Partial Lockdowns Result in Multiple Peaks of Infection

Lockdowns are expensive and disruptive interventions, causing plunging markets, layoffs, closed businesses, and even negative oil prices. It is no surprise that we all want to go back to normal life. But what happens when a lockdown is lifted? Germany has reported that their infection rates suddenly increased after easing their lockdown. Additionally, there are reports of a second wave of infection in some countries of Asia.

In our simulations, we found that partial lockdowns indeed result in multiple peaks of infection. This happens because agents are able to roam from one area to another.

This is seen in our simulation below. When an infection is present in one area, an agent can bring the infection to another area. This results in another surge of infections coming from that newly infected area, resulting to new waves of infection that results in peaks.

One example is comparing the curve of NCR and Region 7. When taken as a whole, it appears that the Philippines is at its second peak of infection. However, a closer look into NCR and Region 7 numbers will reveal that the first peak comes from NCR and neighboring provinces while the second comes from Region 7. There is merely a lag in the peak of certain regions due to the delay of transmission from partial lockdowns.

Data Source: DOH Data Drop

Lockdowns appear to be helpful in flattening the curve. However, lockdowns must be lifted with a lot of data and the necessary precautions. One of the most important may be strengthening health system capacity in areas near highly infected regions so they are able to handle potential localized peaks of infection.

Personal Hygiene Helps Reduce the Rate of Infections

As recommended by WHO and other health organizations, washing of hands remains the no. 1 tip for preventing getting infected during the pandemic. We took into account an agent’s personal hygiene in getting infected on top of the interventions with regards to washing of hands and cleanliness. As an example below, this is a comparison of agents doing social distancing being compared to the same procedure but with agents following personal hygiene.

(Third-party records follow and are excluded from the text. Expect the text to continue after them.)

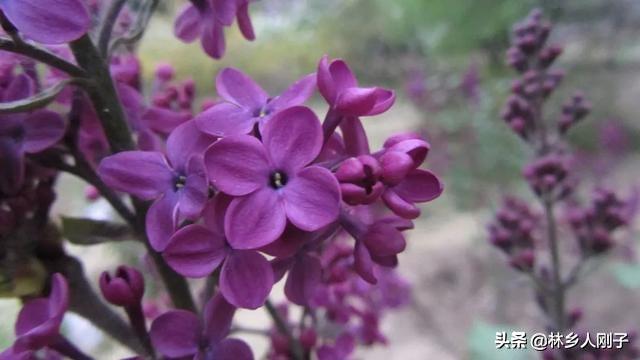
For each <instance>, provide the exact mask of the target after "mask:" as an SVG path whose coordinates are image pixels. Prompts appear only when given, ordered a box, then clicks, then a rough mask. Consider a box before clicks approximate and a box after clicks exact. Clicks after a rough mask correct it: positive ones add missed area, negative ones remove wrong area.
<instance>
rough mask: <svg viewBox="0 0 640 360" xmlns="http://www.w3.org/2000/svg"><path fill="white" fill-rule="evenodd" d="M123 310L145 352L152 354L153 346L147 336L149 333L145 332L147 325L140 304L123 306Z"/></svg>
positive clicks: (141, 307)
mask: <svg viewBox="0 0 640 360" xmlns="http://www.w3.org/2000/svg"><path fill="white" fill-rule="evenodd" d="M125 311H126V312H127V316H128V317H129V322H130V323H131V326H132V327H133V331H134V332H135V333H136V335H137V336H138V339H139V340H140V342H142V344H143V345H144V347H145V348H146V349H147V353H149V354H153V353H154V351H153V346H151V339H150V338H149V333H148V332H147V325H146V322H145V318H144V313H143V312H142V305H141V304H140V303H137V304H136V305H135V306H128V307H125Z"/></svg>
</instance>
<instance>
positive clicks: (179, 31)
mask: <svg viewBox="0 0 640 360" xmlns="http://www.w3.org/2000/svg"><path fill="white" fill-rule="evenodd" d="M173 33H174V34H175V35H176V37H177V38H178V39H180V40H182V41H184V42H187V43H190V42H193V41H194V40H195V39H197V38H198V36H200V34H201V33H202V25H201V15H200V11H198V9H197V8H196V7H195V6H193V5H191V4H185V5H184V7H182V9H180V13H179V15H178V17H176V22H175V23H174V26H173Z"/></svg>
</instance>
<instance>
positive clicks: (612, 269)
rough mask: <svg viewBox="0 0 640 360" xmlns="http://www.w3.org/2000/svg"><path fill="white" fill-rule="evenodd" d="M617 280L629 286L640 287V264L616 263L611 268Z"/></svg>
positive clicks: (613, 273) (616, 280) (614, 277)
mask: <svg viewBox="0 0 640 360" xmlns="http://www.w3.org/2000/svg"><path fill="white" fill-rule="evenodd" d="M610 270H611V272H612V274H613V276H614V278H615V279H616V281H617V282H618V283H619V284H620V285H622V286H624V287H626V288H628V289H639V288H640V264H627V263H622V262H619V263H615V264H612V265H611V268H610Z"/></svg>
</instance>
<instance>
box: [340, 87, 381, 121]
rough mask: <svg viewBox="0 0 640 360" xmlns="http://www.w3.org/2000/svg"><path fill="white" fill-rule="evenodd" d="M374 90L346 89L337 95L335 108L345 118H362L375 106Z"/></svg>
mask: <svg viewBox="0 0 640 360" xmlns="http://www.w3.org/2000/svg"><path fill="white" fill-rule="evenodd" d="M376 100H377V96H376V88H355V87H354V88H348V89H345V90H343V91H342V92H340V93H339V95H338V98H337V99H336V104H335V108H336V110H337V111H339V112H340V114H343V115H347V116H364V115H368V114H369V112H370V111H371V110H372V109H373V107H374V106H375V105H376Z"/></svg>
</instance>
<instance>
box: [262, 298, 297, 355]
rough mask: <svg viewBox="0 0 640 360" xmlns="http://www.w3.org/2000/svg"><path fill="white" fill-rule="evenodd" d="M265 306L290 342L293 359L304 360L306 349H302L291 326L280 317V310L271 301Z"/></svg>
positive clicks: (279, 329) (267, 302)
mask: <svg viewBox="0 0 640 360" xmlns="http://www.w3.org/2000/svg"><path fill="white" fill-rule="evenodd" d="M264 305H265V308H266V309H267V312H269V315H270V316H271V318H272V319H273V321H274V322H275V324H276V327H277V328H278V331H279V332H280V333H281V334H283V335H285V336H286V337H287V339H288V340H289V347H290V349H291V355H292V357H293V358H294V359H295V360H304V359H305V358H306V357H305V354H304V349H303V348H302V344H300V341H298V340H297V339H296V338H294V337H293V334H292V333H291V329H289V325H287V323H286V322H285V321H284V320H283V319H282V316H280V313H279V312H278V309H276V308H275V306H273V304H272V303H271V300H267V301H266V302H265V304H264Z"/></svg>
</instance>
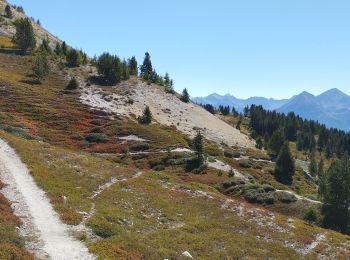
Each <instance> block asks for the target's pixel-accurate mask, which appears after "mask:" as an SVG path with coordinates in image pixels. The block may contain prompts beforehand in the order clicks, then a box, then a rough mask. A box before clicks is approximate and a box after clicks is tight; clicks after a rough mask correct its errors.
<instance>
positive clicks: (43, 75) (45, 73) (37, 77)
mask: <svg viewBox="0 0 350 260" xmlns="http://www.w3.org/2000/svg"><path fill="white" fill-rule="evenodd" d="M32 72H33V77H34V79H35V80H36V81H37V82H38V83H41V81H42V80H43V79H44V78H45V77H46V76H47V75H48V74H49V73H50V65H49V61H48V58H47V54H46V53H44V52H41V53H39V54H38V55H37V57H36V58H35V61H34V65H33V67H32Z"/></svg>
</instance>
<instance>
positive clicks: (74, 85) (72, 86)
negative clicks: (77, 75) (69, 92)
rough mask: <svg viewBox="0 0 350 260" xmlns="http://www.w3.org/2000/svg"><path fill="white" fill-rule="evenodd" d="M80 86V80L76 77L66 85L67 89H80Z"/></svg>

As another example, we did the same thing for the lockdown simulations in the chart below.

We can see that for both these intervention methods, the rate of infections has been reduced once the agents follow hygienic practices.

Conclusion

Our simulations revealed that certain measures may be necessary to flatten the curve. Among these are strategic lifting of community quarantines or lockdowns. Nonetheless, one important finding is directed towards our own behaviors during this time. It appears that individual behavior matters a lot in preventing the spread of COVID-19. We applaud our frontliners who have been working for almost two months now but we, ourselves, have our own responsibilities to prevent the further spread of disease. Thus, if we can, we must practice physical distancing and good hygiene.

What’s Next for Our Model

Our model at it’s current state enforces very simplistic rules for our agents to follow. For our next steps, we’ll modify the model to further imitate the real life behaviors of people with these different interventions methods by adding additional parameters. In our current model, we tried try to replicate mass testing behaviors in our simulations, but the rules are too simplistic as it is right now to make an analysis, resulting to most of the mass testing simulations having similar results.

Our agents still move around after being tested for the virus in our model, resulting to them still being at risk of getting infected. For the next phase, we’ll focus more on the effects of mass testing in a population that’s facing a pandemic by improving our parameters to be more realistic.